BRENT: The pulsar, one of the rotating “lighthouses” far-off in deep space has moved its visibility far from Earth’s sight due to a warp in space-time – this made the star to tilt its beams away from Earth until, perhaps, 2017.
The pulsar is a degenerate neutron star that is tiny or small but extremely dense and heavy; it rotates very fast and emits regular pulses of polarized radiation as it is locked in a tight orbit with another star – making the gravity between them to get so intense as to cause an emission of waves in a manner that makes the pulsar to wobble.
But after tracking its motion for five years and determining its weight, astronomers have been able to measure the extent of its gravitational emission – before it just disappeared from view. The reason for its disappearance is not known, but researchers believe it must have vanished into the dip in space-time that its own orbit created.
Being the collapsed remnant of a supernova, a pulsar according to Joeri van Leeuwen of the Netherlands Institute for Radio Astronomy (ASTRON), “They pack more mass than our Sun has in a sphere that’s only 10 miles across.” Dubbed Pulsar J1906, this particular pulsar suddenly appeared out of nowhere when Dr. van Leeuwen together with his associates were conducting a particular survey at the Arecibo Observatory in Puerto Rico.

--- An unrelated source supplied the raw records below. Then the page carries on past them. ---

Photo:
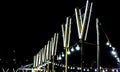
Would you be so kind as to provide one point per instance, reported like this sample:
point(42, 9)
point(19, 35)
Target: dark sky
point(27, 26)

“That was a real Eureka moment that night,” said van Leeuwen. “It was strange, because that part of the sky’s been surveyed lots of times – and then something really bright and new appears,” he added. But they were later to find that the pulsar was in the companion of a star, and that they circle each other every four hours in what later turned out to be the second fastest orbit; however, the pulsar spins seven times per second and each time this happens, it sweeps its two beams of radio waves across the space to Earth.